How to: Create a simple news aggregator with Yahoo! Pipes

I’ve noticed that many news sites seem to be in the aggregation business, and actually, with Yahoo! Pipes, it’s not too difficult to create your own.

Here’s an example:

Subscribe to RSS headline updates from:
Powered by FeedBurner

In this post, I’ll explain how to use Yahoo! Pipes to create a simple aggregator that cites the source of each headline in brackets.

In the Pipes workspace, you’ll notice the left column has lists of modules divided by category. At the bottom of the workspace is the Debugger, which lets you see if your modules are working properly.

To place a module on the page, click and drag it onto the grid.

The first module you’ll drag onto the page is the “Fetch Feed” module, and in the input box, paste the URL to the RSS or ATOM feed you want to use. In this case, I used CNN.

To add multiple sources to your aggregator, drag multiple copies of the fetch feed module and paste the URLs for your other feeds. I used the New York Times, Los Angeles Times and Washington Post.

Under “Operators” on the left, find the “Union” module and drag it onto the workspace. This module allows you to combine up to five feeds into one. (If you have more than five sources, you can use multiple union modules.)

To connect a fetch feed module to the union module, click the dot at the bottom of the feed module and drag it to one of the dots at the top of the union module. Then drag the dot from the bottom of the union module to the Pipe Output module.

Though it’s not visible in this screencap, if you check your debugger, you’ll see that the headlines are organized by feed. Since you probably want the headlines to be in chronological order, use the “Sort” module.
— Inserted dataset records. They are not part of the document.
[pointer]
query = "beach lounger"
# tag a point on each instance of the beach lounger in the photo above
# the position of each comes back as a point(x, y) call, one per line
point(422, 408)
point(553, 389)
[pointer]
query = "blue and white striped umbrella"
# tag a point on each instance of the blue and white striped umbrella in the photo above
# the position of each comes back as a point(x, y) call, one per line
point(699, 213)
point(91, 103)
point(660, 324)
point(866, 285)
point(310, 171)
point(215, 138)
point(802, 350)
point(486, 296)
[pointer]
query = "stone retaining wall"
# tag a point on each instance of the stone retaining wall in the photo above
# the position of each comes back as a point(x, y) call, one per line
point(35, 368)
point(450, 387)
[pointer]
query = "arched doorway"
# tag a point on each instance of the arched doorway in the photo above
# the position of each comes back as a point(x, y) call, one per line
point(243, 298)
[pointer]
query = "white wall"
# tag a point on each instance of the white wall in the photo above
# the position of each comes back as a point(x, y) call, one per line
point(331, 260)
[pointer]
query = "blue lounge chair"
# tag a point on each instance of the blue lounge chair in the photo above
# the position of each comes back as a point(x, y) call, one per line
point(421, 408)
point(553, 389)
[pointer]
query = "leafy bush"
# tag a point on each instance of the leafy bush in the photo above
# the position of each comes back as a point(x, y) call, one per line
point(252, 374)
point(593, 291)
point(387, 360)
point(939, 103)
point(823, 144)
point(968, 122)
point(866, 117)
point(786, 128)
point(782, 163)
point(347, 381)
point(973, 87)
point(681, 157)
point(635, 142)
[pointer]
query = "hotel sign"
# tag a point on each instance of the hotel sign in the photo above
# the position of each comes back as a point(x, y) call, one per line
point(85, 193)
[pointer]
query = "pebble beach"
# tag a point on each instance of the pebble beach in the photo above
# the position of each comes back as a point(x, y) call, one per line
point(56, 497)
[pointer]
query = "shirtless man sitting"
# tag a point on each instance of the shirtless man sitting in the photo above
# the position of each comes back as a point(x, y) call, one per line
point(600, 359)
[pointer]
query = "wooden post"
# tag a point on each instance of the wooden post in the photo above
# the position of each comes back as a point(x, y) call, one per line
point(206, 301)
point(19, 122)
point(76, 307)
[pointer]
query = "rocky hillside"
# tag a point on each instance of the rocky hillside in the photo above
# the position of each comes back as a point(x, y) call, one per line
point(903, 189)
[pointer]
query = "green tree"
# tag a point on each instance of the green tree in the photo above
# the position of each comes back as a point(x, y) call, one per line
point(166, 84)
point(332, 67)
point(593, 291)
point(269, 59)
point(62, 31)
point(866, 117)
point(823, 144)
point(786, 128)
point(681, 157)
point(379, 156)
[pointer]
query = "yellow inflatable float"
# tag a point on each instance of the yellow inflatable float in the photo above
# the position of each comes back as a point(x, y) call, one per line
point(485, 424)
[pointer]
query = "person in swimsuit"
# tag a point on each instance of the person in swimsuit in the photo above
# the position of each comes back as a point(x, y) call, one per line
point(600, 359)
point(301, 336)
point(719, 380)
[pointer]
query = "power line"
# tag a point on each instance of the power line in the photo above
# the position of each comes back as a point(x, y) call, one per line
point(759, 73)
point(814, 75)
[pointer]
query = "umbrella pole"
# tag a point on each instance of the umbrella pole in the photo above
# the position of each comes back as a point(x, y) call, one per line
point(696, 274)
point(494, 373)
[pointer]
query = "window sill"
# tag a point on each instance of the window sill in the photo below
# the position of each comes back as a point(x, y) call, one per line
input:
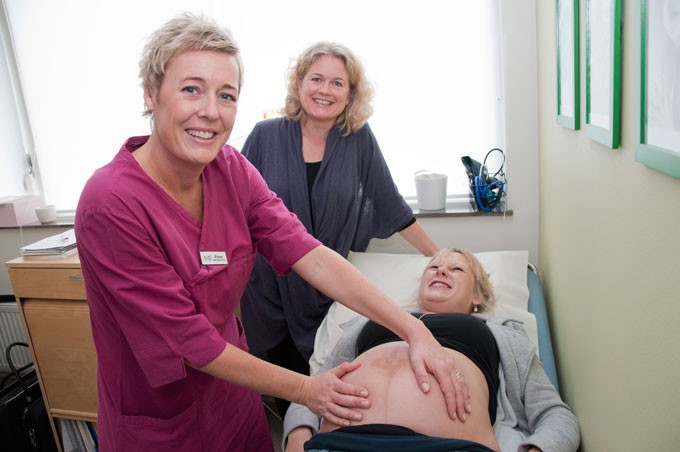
point(455, 207)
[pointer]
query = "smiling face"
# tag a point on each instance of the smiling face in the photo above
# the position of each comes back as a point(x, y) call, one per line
point(448, 285)
point(324, 89)
point(195, 107)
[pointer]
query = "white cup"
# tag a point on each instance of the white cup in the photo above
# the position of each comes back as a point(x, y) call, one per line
point(430, 190)
point(46, 214)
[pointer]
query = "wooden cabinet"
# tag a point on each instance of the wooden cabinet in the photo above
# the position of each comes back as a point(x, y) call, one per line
point(55, 317)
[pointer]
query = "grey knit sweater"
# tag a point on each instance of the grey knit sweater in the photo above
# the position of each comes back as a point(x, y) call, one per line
point(530, 410)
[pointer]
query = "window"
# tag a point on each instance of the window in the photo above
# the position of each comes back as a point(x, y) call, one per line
point(16, 171)
point(435, 66)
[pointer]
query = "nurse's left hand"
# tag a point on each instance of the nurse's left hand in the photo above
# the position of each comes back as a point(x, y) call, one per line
point(429, 358)
point(328, 396)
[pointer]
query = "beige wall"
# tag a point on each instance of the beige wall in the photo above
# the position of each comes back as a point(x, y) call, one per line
point(610, 253)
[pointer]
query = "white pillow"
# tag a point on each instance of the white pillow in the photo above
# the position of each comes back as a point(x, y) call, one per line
point(398, 276)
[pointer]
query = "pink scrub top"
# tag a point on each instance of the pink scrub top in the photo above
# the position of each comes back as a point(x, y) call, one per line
point(155, 302)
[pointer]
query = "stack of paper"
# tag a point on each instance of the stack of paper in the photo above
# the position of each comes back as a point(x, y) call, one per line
point(60, 245)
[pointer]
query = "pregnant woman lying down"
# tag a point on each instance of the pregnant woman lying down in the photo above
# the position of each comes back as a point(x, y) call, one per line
point(513, 404)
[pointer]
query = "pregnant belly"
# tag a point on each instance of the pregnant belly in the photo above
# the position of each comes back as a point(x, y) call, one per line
point(396, 399)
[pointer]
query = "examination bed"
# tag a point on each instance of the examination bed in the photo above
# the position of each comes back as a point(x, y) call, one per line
point(517, 287)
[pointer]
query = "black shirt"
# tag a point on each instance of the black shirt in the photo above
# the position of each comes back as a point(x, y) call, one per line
point(461, 332)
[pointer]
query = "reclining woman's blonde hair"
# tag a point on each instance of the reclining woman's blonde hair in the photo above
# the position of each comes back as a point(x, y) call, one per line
point(483, 287)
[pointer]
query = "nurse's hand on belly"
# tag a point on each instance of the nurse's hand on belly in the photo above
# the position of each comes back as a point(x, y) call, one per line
point(333, 399)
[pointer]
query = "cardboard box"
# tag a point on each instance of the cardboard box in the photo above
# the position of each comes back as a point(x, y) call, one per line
point(19, 210)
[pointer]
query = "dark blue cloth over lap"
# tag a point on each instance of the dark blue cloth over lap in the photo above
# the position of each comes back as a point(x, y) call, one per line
point(383, 437)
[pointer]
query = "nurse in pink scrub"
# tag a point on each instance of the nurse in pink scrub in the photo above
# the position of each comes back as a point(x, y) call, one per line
point(167, 236)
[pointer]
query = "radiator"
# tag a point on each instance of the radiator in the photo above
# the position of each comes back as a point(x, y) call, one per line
point(11, 331)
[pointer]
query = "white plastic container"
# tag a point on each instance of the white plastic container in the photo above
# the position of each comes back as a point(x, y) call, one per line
point(430, 190)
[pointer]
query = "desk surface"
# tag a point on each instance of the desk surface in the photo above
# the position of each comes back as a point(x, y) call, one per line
point(64, 262)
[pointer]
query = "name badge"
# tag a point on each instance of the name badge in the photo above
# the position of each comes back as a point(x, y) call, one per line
point(214, 258)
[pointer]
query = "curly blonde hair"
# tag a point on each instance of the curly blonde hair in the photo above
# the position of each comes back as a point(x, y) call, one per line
point(184, 32)
point(483, 287)
point(358, 109)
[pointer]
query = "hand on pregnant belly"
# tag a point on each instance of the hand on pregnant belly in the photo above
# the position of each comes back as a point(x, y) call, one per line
point(396, 399)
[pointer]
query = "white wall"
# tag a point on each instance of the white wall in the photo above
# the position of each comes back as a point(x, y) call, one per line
point(516, 232)
point(519, 231)
point(609, 252)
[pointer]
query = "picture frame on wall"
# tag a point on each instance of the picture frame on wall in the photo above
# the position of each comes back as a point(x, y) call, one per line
point(659, 145)
point(567, 38)
point(603, 71)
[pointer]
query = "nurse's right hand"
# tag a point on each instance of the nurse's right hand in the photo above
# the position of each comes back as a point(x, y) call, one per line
point(333, 399)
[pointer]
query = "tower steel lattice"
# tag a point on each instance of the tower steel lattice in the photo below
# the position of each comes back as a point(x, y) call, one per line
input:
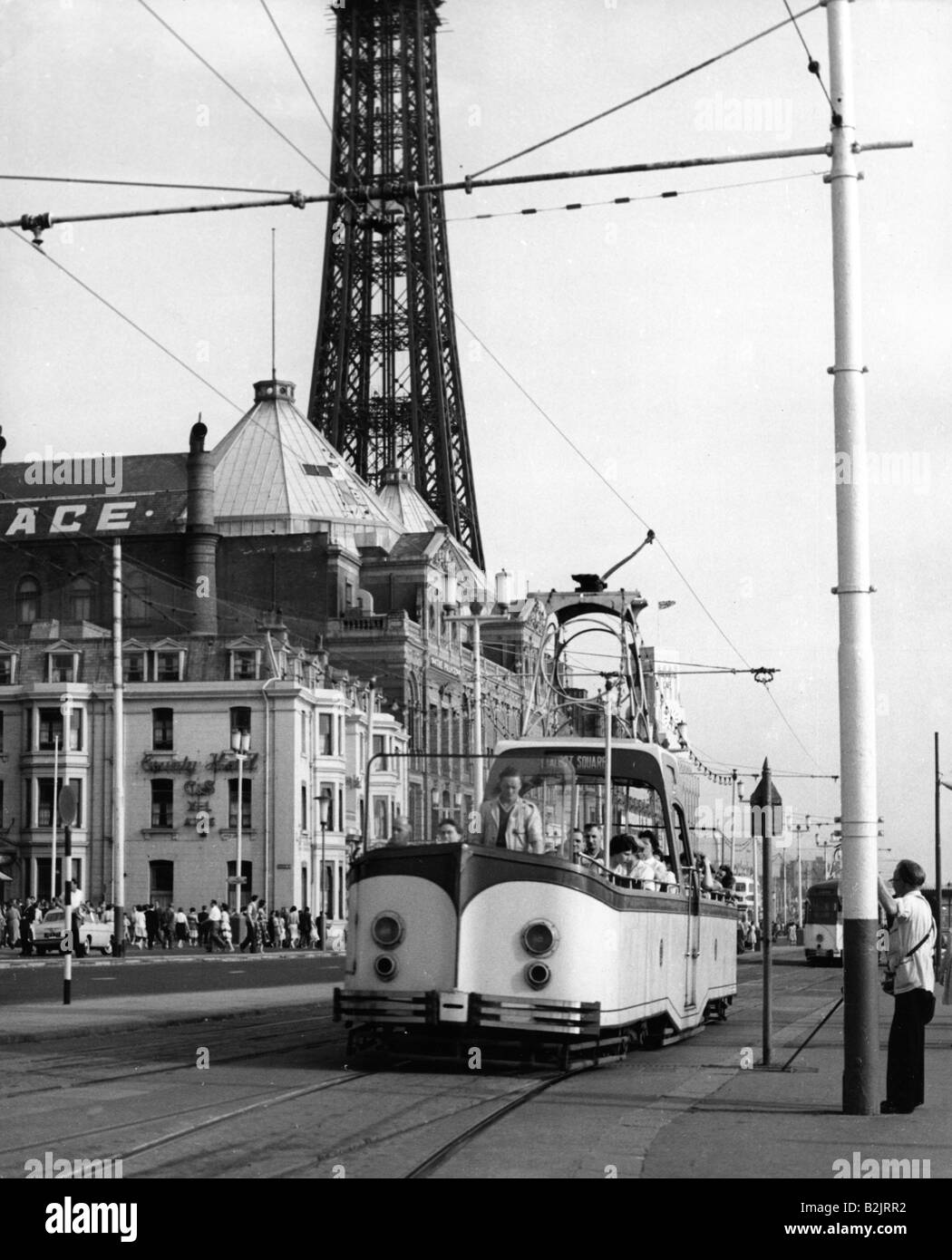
point(386, 386)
To sort by date, select “item.pubDate” and “descending.” Note: Not all feeds have valid pubDates. Also, if you check the debugger, you’ll see that the pipe is outputting 77 headlines. In the next step, I’ll show you how to reduce the output so the feed loads faster.

Because stories that newspapers grab from wire services occasionally have the same headline, I added a “Unique” module between the union and sort modules — there’s no use sorting duplicates. I also placed a “Truncate” module right before the pipe output to limit the number of headlines to 25.

Now we’ll label each feed with its source. To do this, drag a “RegEx” (stands for “Regular Expressions”) module into the workspace. In this example, I’m connecting the CNN output to the regex module before I connect it to the union module.

Because we’ll be appending the source to the headline, select “item.title” in the first drop-down menu. In the next box (after “replace”), type $. This tells the system that anything typed into the last box should go at the end of the headline. In this case, I wrote ” [CNN].” (Note the space before the brackets. Without it, the bracket will run up against the last letter of the headline itself.)

If you’d like to add the source to the beginning of the headline, you can type ^ instead. In fact, you can replace the whole headline by typing (.*) in the box.

You can also use the regex module to alter just about any bit of data fetched in the feed.

Once you’ve finished adding regex modules for each of the sources, you’ll probably want to change how you’re filtering for unique headlines. The “item.title” attribute won’t work anymore because of the text you’ve added, so we’ll change it to “item.y:title.”

Finally, to filter out a few more items from the Associated Press, I used the “Filter” module between the union and unique modules.

That’s it! You can save the pipe, then run it. Here’s the output from the pipe I created.

Remember, you can rearrange and add modules as much as you’d like. I’ll occasionally use the filter and truncate modules on a single feed source before sending it to the regex module, just to keep certain items from appearing in and certain sources from taking over the feed.

3 Responses

  1. bob
    |

    Nice intro to Pipes! I’m always amazed that it exists — free! Here’s to hoping Yahoo keeps it going.

    It seems daunting at first, but you did a nice job making it clear.

    I used Pipes when I built Newsbobber — and then went even deeper and started parsing feeds with SimplePie and routing items into a MySQL database.

    Thanks for posting this.

  2. Nicole
    |

    Thanks! :) I’m afraid I’ve barely scratched the surface in my knowledge of how to use it.

  3. Hart
    |

    Excellent work Nicole! I’ll give this a shot myself.